« Comment peut-on être exclu de tout ? »
Porte-parole du Collectif contre l’exploitation outrancière, Élie Domota* explique les raisons qui ont poussé les Guadeloupéens à se mettre en grève générale.
dans l’hebdo N° 1038 Acheter ce numéro
Un mouvement de grève a été lancé en Guadeloupe par le Collectif contre l’exploitation outrancière (« Lyannaj kont pwofitasyon »). Quelle en est l’origine ?
Élie Domota : La Guadeloupe vit depuis plusieurs années une situation sociale désastreuse. 100 000 personnes vivent en dessous du seuil de pauvreté [sur une population de 450 000 habitants, NDLR]. Nous avons un taux de chômage record, qui dépasse les 30 %. À cela, s’ajoute la vie chère. Importateurs et distributeurs imposent des marges exorbitantes. Ils font des profits colossaux sur le dos des Guadeloupéens. Un exemple : la différence de prix d’un kg de pâtes alimentaires est de près de 80 % entre la France et la Guadeloupe. On nous dit que c’est le transport et le coût du carburant. C’est faux ! Les documents de la douane l’attestent.
Le déclenchement de ce mouvement a été le prix des carburants. Nous sommes l’une des zones où l’essence est la plus chère de France. Syndicats, associations culturelles, organisations politiques et de défense des consommateurs, nous avons donc pris la décision de réunir nos forces et de publier une plateforme de revendications, notamment un relèvement immédiat d’au moins 200 euros des bas salaires, des retraites et des minima sociaux afin de relancer le pouvoir d’achat.
Élie Domota, le 29 janvier, lors d’une conférence de presse.
Tack/AFP
Les avertissements du collectif remontent à plus d’un mois. Qu’elle a été l’attitude de l’État, des élus et du patronat ?

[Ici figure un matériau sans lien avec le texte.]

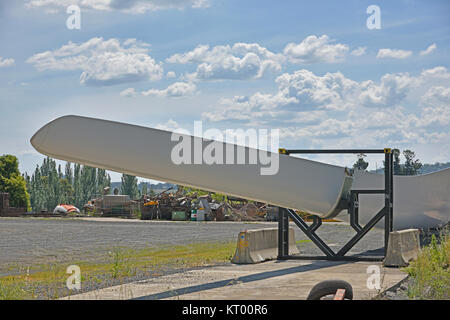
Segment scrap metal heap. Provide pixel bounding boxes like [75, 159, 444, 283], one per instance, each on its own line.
[139, 190, 279, 222]
[81, 186, 279, 221]
[85, 194, 139, 218]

Les représentants de l’État et nos élus nous ont accueillis avec le plus grand mépris. Quand nous avons organisé des manifestations les 16 et 17 décembre 2008, nous avons été reçus par le sous-préfet de Pointe-à-Pitre, lequel n’avait rien à nous dire. Le lendemain, le préfet a refusé de nous recevoir. Cela fait plus d’un mois que nous avons menacé d’un vaste mouvement social. L’État le savait, les collectivités et les patrons aussi, mais ces derniers ont continué le tapage médiatique en disant que tout allait pour le mieux dans le meilleur des mondes. Le ministre des « colonies », Yves Jégo, nous a fait parvenir un texte pour nous dire qu’il fallait reprendre le travail [^2]. En nous menaçant ! Depuis une semaine, des gendarmes affluent en Guadeloupe, et depuis peu des bâtiments militaires croisent au large de l’île. Comme si on voulait massacrer les « nègres ». Cela rappelle 1967 et l’assassinat de plus de 100 Guadeloupéens à la suite d’une grève dans le bâtiment pour une augmentation de salaire.
On vous reproche de mettre à mal l’économie guadeloupéenne avec ce mouvement et vos revendications. Que répondez-vous ?

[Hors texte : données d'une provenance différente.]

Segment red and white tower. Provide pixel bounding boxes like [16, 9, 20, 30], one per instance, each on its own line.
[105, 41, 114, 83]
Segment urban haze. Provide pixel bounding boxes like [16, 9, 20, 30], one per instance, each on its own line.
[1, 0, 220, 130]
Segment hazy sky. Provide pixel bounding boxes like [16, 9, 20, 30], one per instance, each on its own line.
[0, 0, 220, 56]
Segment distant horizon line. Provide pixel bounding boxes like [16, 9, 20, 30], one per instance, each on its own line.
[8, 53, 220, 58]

Nos revendications sont légitimes. D’ailleurs, quand on les compare avec celles des travailleurs français, nous sommes en deçà de ce qu’ils réclament, notamment sur le salaire minimum, les minima sociaux et les augmentations de salaires. Nous exigeons de plus la transparence sur les prix ainsi que la baisse du prix des denrées de première nécessité et de ce qui concerne la vie quotidienne : eau, transport, communication, électricité, gaz, etc.
Nous posons également le problème de la discrimination raciale à l’embauche. Comment peut-on, en Guadeloupe – alors que nous, Guadeloupéens d’origine africaine et indienne, composons la majorité de la population –, être exclu de tout ? La paix sociale n’est possible que si la majorité des enfants de ce pays ne sont pas exclus de tout. Il faut que les Guadeloupéens puissent travailler en Guadeloupe.

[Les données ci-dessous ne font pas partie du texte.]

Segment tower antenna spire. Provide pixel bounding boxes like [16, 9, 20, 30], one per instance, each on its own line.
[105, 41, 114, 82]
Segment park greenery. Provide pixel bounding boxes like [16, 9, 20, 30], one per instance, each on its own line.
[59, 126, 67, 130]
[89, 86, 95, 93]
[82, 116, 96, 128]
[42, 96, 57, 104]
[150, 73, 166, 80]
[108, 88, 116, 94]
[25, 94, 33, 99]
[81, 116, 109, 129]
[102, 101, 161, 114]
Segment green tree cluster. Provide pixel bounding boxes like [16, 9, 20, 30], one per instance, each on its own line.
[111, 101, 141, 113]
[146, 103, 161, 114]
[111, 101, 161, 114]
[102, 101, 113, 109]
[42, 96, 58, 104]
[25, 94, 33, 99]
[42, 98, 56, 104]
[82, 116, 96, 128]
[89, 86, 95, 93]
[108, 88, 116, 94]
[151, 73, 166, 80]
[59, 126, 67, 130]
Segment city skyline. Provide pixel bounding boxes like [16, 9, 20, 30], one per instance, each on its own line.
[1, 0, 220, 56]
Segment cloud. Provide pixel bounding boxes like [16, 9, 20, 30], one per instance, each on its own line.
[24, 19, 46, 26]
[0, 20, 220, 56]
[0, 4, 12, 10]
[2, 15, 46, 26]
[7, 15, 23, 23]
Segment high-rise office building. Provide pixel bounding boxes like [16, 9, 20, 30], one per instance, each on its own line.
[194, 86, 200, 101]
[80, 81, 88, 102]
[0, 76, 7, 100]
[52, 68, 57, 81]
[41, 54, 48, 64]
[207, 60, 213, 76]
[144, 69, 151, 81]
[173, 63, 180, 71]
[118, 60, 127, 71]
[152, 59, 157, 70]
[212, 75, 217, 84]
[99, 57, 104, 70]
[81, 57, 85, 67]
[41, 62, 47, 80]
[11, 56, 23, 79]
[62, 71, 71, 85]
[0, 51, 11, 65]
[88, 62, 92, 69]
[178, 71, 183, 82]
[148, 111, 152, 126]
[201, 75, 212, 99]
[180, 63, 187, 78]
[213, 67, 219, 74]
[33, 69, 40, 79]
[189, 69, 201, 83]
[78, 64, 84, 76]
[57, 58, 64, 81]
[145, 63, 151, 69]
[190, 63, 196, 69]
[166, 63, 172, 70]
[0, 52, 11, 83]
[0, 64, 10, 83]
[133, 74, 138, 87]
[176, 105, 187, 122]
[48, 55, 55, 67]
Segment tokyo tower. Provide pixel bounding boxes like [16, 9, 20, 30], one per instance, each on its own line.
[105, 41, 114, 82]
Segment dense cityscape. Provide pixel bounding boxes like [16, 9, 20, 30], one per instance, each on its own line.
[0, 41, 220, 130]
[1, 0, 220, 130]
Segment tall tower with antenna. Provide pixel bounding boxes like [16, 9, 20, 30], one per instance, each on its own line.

- Élie Domota est aussi secrétaire général de l’Union générale des travailleurs de Guadeloupe (UGTG).
[^2]: Dans un communiqué daté du 28 janvier, le secrétaire d’État à l’Outre-Mer a indiqué qu’un cycle de discussions « n’est possible que dans un climat apaisé où chacun respecte l’autre et où l’activité reprend son cours normal » dans l’île antillaise.